Google's program popularized the term (deep) "dreaming" to refer to the generation of images that produce desired activations in a trained deep network, and the term now refers to a collection of related approaches.

History

The DeepDream software, originated in a deep convolutional network codenamed "Inception" after the film of the same name, [1] [2] [3] was developed for the ImageNet Large-Scale Visual Recognition Challenge (ILSVRC) in 2014 [3] and released in July 2015.

The dreaming idea and name became popular on the internet in 2015 thanks to Google's DeepDream program. The idea dates from early in the history of neural networks, [4] and similar methods have been used to synthesize visual textures. [5] Related visualization ideas were developed (prior to Google's work) by several research groups. [6] [7]

After Google published their techniques and made their code open-source, [8] a number of tools in the form of web services, mobile applications, and desktop software appeared on the market to enable users to transform their own photos. [9]

Process

Aurelia-aurita-3 (cropped).jpg
Aurelia-aurita-3-0009.jpg
Aurelia-aurita-3-0049.jpg
The original image (top) after applying ten (middle) and fifty (bottom) iterations of DeepDream, the network having been trained to perceive dogs and then run backwards

The software is designed to detect faces and other patterns in images, with the aim of automatically classifying images. [10] However, once trained, the network can also be run in reverse, being asked to adjust the original image slightly so that a given output neuron (e.g. the one for faces or certain animals) yields a higher confidence score. This can be used for visualizations to understand the emergent structure of the neural network better, and is the basis for the DeepDream concept. This reversal procedure is never perfectly clear and unambiguous because it utilizes a one-to-many mapping process. [11] However, after enough reiterations, even imagery initially devoid of the sought features will be adjusted enough that a form of pareidolia results, by which psychedelic and surreal images are generated algorithmically.
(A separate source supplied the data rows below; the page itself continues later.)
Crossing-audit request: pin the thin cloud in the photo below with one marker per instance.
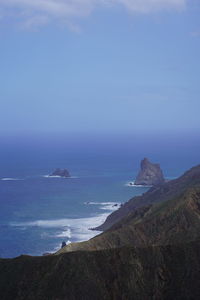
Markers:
(32, 13)
(195, 33)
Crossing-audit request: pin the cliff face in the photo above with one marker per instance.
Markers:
(150, 253)
(154, 195)
(167, 272)
(150, 174)
(175, 221)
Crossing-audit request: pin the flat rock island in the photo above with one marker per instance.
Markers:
(60, 173)
(149, 174)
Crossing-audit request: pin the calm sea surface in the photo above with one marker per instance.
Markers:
(37, 213)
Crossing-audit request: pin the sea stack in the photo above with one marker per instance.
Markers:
(149, 174)
(61, 173)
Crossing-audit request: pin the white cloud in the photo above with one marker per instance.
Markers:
(40, 12)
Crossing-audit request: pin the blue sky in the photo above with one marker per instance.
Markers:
(88, 66)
The optimization resembles backpropagation; however, instead of adjusting the network weights, the weights are held fixed and the input is adjusted.

For example, an existing image can be altered so that it is "more cat-like", and the resulting enhanced image can be again input to the procedure. [2] This usage resembles the activity of looking for animals or other patterns in clouds.

Applying gradient descent independently to each pixel of the input produces images in which adjacent pixels have little relation and thus the image has too much high frequency information. The generated images can be greatly improved by including a prior or regularizer that prefers inputs that have natural image statistics (without a preference for any particular image), or are simply smooth. [7] [12] [13] For example, Mahendran et al. [12] used the total variation regularizer that prefers images that are piecewise constant. Various regularizers are discussed further in Yosinski et al. [13] An in-depth, visual exploration of feature visualization and regularization techniques was published more recently. [14]

The cited resemblance of the imagery to LSD- and psilocybin-induced hallucinations is suggestive of a functional resemblance between artificial neural networks and particular layers of the visual cortex. [15]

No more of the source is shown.